It has been recommended on here that an FDG pet scan is a wise companion scan to have with a PSMA scan to see overlap between the two. When discussing this with my doc recently he was of the opinion that an FDG pet is not very good at picking up prostate cancer compared to some of the other pet scans available. If this is true, what is the best pet scan to have other than a PSMA scan ?

23 Replies

Without ADT your PSA value should be above 10 ng/ml for a FDG PET/CT. With ADT it is difficult to predict. You could get a Choline PET/CT instead.

You could get a Lu177 therapy and if this does not work, get a FDG PET/CT to check why.

joeguy profile image
joeguy in reply to GP24

Was hoping to be able to use the PSMA and some other pet scan to determine if LU177 is likely to work or not. I am on ADT and PSA is currently 1.49 and rising. If the rate of increase holds, I should be at 2.0 - 3.0 in August when I have my next blood work done.

GP24 profile image
GP24 in reply to joeguy

In the TheraP trial by Dr. Hofman they screened 291 patients and 51 of these were excluded because of disconcordant mets on PSMA PET/CT and FDG PET/CT. So you have a good chance that Lu177 will work.

Consort diagram for key details of the TheraP trial

From January:


68Ga-prostate-specific membrane antigen (68Ga-PSMA) PET/CT is a commonly used imaging modality in prostate cancers. However, few studies have compared the diagnostic efficiency between 68Ga-PSMA and 18F-FDG PET/CT and evaluated whether a heterogeneous metabolic phenotype (especially 68Ga-PSMA-negative [-], 18F-FDG-positive [+] lesions) exists in patients with castration-resistant prostate cancer (CRPC). We determined the added value of 18F-FDG PET/CT compared with 68Ga-PSMA PET/CT in CRPC patients and identified CRPC patients who may benefit from additional 18F-FDG PET/CT.
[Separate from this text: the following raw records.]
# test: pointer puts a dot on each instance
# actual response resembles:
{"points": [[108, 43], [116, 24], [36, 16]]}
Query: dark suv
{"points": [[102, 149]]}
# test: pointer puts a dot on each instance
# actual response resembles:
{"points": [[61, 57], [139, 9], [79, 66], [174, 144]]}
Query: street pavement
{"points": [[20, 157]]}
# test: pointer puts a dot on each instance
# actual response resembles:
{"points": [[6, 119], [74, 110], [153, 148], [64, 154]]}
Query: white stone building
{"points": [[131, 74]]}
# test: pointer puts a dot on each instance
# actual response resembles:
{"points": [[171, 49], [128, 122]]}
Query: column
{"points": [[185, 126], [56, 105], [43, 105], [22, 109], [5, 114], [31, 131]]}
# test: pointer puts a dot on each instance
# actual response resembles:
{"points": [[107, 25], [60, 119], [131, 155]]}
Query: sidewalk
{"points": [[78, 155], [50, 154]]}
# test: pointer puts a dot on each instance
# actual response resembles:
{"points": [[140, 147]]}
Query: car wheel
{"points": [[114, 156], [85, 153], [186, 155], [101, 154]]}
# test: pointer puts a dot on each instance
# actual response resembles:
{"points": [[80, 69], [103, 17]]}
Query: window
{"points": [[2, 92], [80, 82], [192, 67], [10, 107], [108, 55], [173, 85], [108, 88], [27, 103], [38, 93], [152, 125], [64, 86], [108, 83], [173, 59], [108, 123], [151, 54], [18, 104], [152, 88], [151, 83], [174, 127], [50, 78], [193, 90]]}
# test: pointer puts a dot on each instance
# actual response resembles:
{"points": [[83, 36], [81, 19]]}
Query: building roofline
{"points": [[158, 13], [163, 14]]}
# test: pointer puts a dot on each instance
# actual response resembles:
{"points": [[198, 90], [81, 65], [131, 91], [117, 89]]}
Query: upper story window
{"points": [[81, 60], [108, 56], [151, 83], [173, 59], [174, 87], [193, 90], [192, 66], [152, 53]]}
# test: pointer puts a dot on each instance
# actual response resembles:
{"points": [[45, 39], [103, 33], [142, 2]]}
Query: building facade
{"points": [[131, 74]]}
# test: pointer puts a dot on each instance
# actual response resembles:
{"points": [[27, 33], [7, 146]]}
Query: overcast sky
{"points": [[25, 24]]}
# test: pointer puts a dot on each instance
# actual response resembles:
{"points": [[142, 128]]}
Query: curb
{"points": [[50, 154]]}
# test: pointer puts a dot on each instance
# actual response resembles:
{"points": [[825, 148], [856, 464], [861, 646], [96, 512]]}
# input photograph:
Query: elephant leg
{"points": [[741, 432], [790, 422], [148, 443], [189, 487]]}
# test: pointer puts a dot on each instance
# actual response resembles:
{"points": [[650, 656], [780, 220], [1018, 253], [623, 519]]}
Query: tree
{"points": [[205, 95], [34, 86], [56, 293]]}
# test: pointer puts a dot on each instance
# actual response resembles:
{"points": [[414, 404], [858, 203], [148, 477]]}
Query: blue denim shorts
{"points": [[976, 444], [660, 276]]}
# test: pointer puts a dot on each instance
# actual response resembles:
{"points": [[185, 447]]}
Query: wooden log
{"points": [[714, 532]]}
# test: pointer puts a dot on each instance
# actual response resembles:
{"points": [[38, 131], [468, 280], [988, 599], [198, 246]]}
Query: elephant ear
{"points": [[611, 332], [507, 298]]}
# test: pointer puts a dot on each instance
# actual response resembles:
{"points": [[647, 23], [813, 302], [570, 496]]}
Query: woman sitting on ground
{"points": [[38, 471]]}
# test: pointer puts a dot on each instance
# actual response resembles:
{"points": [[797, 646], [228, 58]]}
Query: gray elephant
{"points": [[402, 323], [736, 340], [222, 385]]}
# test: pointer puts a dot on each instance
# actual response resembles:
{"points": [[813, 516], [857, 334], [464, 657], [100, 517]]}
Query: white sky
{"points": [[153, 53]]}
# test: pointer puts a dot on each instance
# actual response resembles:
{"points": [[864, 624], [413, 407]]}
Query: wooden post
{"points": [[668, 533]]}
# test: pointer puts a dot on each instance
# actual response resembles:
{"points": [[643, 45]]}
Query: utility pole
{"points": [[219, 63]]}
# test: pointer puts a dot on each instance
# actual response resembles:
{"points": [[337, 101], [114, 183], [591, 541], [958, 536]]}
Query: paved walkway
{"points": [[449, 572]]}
Methods: The data of 56 patients with CRPC who underwent both 68Ga-PSMA and 18F-FDG PET/CT from May 2018 to February 2021 were retrospectively analyzed. The patients were classified into 2 groups: with or without 68Ga-PSMA-, 18F-FDG+ lesions. The differences in patient characteristics between the 2 groups and predictors of patients who have at least 1 68Ga-PSMA-, 18F-FDG+ lesion were analyzed.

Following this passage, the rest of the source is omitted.